Зимний день, предсумеречно. Рота юнкеров выходит из подъезда, и на улице выстраивается. Топочут, слегка зябнут юные фигуры, оправляют пояса, одергивают друг у друга складки на шинелях. Тоненький прапорщик выбегает. «Рота напра-во!». Сотня шинелей легко, точно повертывается, штыки чуть звякнули. «Правое плечо вперед, шага-а-ам — …а-рш!» Лента всколыхнулась, поплыли винтовки линией волнистой. Это вот и есть мой новый мир.

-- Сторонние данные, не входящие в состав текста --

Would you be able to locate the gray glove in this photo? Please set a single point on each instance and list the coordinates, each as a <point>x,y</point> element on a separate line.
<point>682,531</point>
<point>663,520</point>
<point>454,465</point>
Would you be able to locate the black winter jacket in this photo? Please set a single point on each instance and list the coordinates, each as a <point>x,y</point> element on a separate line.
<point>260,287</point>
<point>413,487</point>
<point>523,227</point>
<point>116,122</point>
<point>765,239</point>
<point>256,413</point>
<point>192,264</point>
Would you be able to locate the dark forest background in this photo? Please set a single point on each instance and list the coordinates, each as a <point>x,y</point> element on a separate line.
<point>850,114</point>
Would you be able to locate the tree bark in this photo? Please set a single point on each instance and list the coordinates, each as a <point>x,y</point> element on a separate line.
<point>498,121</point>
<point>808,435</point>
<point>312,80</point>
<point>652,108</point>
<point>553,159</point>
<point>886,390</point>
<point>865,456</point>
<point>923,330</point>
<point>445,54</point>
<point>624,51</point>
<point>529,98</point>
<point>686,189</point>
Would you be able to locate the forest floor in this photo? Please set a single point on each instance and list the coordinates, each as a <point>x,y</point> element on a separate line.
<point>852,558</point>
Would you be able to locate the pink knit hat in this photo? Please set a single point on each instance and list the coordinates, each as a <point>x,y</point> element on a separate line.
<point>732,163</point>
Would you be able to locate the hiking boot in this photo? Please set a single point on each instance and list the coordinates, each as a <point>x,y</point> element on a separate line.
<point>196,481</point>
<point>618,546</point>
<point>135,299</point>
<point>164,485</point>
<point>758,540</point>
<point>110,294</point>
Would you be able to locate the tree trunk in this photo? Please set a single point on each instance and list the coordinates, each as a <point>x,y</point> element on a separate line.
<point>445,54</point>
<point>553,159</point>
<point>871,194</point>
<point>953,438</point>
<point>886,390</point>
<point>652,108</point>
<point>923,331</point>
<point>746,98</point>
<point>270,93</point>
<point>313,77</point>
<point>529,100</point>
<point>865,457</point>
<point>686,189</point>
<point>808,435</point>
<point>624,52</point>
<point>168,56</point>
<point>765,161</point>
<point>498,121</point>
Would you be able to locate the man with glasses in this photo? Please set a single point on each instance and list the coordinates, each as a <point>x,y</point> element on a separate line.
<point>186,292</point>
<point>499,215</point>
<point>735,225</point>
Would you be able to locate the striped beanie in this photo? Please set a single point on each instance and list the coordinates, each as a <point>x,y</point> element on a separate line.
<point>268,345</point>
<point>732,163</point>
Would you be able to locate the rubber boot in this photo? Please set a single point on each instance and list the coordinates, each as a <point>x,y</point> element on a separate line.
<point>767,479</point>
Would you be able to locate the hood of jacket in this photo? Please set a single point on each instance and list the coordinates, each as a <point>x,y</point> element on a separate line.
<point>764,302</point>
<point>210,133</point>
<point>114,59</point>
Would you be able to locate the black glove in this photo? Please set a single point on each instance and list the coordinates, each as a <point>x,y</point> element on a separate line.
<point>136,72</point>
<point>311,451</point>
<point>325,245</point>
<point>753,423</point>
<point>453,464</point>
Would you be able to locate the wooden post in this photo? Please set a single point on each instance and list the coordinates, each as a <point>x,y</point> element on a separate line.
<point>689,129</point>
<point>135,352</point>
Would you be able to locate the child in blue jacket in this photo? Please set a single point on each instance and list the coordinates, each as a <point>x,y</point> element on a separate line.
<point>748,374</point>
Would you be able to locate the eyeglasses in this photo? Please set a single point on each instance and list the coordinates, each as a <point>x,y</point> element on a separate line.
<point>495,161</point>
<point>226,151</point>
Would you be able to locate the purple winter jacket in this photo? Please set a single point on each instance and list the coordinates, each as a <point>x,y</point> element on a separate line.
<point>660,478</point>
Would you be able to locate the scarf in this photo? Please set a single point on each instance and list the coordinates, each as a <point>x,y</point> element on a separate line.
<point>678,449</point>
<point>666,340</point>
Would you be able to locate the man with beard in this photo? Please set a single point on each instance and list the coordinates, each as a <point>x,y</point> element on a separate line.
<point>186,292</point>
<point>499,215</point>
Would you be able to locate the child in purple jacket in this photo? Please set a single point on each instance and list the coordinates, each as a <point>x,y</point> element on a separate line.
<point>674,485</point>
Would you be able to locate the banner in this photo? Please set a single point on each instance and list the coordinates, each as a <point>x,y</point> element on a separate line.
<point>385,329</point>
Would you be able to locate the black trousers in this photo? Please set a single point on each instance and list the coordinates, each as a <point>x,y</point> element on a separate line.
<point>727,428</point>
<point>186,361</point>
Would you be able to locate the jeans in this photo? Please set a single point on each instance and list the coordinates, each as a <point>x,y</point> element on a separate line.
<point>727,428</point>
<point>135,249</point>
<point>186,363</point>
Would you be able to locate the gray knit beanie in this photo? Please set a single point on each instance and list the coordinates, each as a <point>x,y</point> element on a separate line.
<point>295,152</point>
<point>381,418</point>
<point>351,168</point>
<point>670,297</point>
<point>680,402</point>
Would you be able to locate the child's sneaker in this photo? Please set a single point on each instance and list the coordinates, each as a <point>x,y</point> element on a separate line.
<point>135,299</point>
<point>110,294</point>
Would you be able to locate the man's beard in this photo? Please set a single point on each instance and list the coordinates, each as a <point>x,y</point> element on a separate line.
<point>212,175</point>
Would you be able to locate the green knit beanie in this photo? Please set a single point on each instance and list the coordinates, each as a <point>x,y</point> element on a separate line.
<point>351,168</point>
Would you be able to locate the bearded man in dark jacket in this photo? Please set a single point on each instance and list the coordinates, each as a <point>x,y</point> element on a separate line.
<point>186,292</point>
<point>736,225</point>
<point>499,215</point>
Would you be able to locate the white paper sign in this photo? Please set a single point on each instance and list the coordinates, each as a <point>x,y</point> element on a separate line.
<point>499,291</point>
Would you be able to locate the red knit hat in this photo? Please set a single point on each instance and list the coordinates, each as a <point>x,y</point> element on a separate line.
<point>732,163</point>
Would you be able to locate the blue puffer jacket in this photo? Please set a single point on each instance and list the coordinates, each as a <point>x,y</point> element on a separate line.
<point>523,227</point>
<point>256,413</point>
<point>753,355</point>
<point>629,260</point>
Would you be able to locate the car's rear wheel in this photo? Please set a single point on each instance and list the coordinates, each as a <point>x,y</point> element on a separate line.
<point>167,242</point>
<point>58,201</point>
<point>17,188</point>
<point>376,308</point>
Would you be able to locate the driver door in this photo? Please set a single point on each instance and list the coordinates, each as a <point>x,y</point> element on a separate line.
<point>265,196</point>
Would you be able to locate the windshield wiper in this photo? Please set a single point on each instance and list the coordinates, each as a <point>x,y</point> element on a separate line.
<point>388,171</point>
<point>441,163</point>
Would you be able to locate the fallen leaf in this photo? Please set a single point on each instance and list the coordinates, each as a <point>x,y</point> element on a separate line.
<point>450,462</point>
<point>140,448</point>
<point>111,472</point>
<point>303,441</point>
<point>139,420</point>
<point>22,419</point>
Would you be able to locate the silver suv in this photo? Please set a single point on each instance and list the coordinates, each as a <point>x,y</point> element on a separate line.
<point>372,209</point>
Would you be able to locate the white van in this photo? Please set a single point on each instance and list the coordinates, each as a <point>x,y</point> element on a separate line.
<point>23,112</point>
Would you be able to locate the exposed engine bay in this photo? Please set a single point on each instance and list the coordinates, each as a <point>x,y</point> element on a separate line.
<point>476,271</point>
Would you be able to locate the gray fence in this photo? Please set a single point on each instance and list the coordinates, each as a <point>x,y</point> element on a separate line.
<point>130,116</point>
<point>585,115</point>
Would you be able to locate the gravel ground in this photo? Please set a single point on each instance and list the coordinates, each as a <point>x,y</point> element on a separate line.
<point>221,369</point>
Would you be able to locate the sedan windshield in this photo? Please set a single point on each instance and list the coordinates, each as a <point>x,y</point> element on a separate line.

Мы входим в вестибюль, откуда вышли они, и в приемную. Юнкеров же попускают в нее чрез дежурную. За столом круглолиций прапорщик, и седой ротный, длинный, тощий. Это уж мое начальство. В их руках Маркел. Георгий Александрович заговаривает с ротным. «Знаю, знаю. Так ведь надо еще сдать экзамен чести, как же выпустить?» Потом смеются, что-то говорят. Фронт, Земский союз, Барановичи… Да, знаком, конечно. Седой ротный, с глазами утомленными, но благосклонными, что-то говорит юнкеру со штыком у пояса, перед ним вытянувшемуся. В зале, у рояля, я стою и другие — дамы, барышни, приезжий бородач у стены — дожидаются своих. У кого конфеты, у кого бутерброды. И другому юнкеру, тоже со штыком, заказывают: «Телегина, пятой роты». «Андреева, одиннадцатой». Юнкер выбегает весело-почтительно. И вот, один за другим, в маленькую дверь против стола дежурной, юноши влетают, прямо к прапорщику.
— Господин прапорщик, юнкер пятой роты пятнадцатого ускоренного выпуска Телегин просит разрешения пройти в приемную!
Прапорщик подходит, запускает руку юнкеру за пояс.
— Чтобы палец мой не проходил! Понятно? Буду гнать. Ну, марш!